Hacker News new | ask | show | jobs
by freels 2607 days ago
This take on Calvin is inaccurate:

Under contention, a Calvin-based system will behave similarly to others which use optimistic locking schemes for Serializable isolation such as Postgres, or YB itself. There are advantages to the Calvin approach as well. For example, under Calvin, the system doesn't have to write out speculative intents to all data replicas in order to detect contention: The only writes to data storage are successful ones.
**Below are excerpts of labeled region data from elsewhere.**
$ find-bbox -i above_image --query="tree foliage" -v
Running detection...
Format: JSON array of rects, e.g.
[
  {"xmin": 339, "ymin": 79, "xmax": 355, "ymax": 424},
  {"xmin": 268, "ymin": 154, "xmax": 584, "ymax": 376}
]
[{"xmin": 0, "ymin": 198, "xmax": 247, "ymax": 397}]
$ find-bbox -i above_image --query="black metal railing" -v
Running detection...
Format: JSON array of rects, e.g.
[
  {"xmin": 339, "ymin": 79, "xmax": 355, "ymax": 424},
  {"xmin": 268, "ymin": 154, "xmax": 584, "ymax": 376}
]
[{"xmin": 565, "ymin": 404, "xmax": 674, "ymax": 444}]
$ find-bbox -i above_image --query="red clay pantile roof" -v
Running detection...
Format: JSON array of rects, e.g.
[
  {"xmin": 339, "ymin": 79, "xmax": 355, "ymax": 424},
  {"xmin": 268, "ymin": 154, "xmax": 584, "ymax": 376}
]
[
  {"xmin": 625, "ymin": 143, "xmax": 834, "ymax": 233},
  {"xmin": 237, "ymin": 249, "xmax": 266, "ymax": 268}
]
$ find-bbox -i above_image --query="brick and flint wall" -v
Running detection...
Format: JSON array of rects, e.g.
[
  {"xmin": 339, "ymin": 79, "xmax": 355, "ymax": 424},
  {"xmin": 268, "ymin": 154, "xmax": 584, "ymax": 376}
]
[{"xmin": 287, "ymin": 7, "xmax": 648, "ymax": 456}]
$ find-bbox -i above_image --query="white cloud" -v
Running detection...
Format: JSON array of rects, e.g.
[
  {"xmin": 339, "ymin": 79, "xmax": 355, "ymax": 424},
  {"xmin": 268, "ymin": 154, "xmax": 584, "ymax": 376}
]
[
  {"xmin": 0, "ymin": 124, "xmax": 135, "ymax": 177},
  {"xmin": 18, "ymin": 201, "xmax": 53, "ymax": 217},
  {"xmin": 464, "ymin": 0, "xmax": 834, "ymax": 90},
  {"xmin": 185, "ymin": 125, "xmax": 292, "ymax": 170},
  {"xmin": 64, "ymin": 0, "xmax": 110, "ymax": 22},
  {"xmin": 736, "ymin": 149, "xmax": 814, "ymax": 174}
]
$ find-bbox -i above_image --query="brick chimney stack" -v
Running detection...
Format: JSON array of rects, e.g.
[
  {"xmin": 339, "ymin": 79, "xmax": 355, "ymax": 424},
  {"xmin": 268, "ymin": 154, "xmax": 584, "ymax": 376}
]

The original paper only describes this briefly, but you can read about how FaunaDB has implemented it in more detail: https://fauna.com/blog/consistency-without-clocks-faunadb-tr...

It's also not a stretch to see how the protocol described in that post can be extended to support session transactions: Rather than executing a transaction per request, the transaction context is maintained for the life of the session and then dispatched to Calvin on commit. (This is in fact how we are implementing it in our SQL API feature.)

I would instead say that one of the more significant differences between Calvin and Spanner is the latter's much stricter requirements it places on its hardware (i.e. clock accuracy) in order to maintain its correctness guarantees; a weakness its variants also share.

1 comments

Only if things were that simple :) Calvin avoids the need to track clock accuracy by making every transaction go through a single consensus leader which inherently becomes a single point of bottleneck for performance and availability. Spanner and its derivatives including YugaByte DB chose not to introduce such a bottleneck in their architecture with the use of per-shard consensus — this means caring about clock skews for multi-shard transactions and not allowing such transactions to proceed on nodes that exhibit skew more than the max configured. The big question is which is more acceptable: lower performance & availability on the normal path OR handling offending nodes with high clock skew on the exceptions path?
Sorry I can't let this go unchallenged. Again, you are inventing an architectural deficiency where the is none. The log in Calvin is partitioned and does not require all transactions to go through a single physical consensus leader. There is no single node in a Calvin cluster which must handle the entire global stream of transactions. The Calvin paper itself extensively covers how this works in detail: http://cs.yale.edu/homes/thomson/publications/calvin-sigmod1...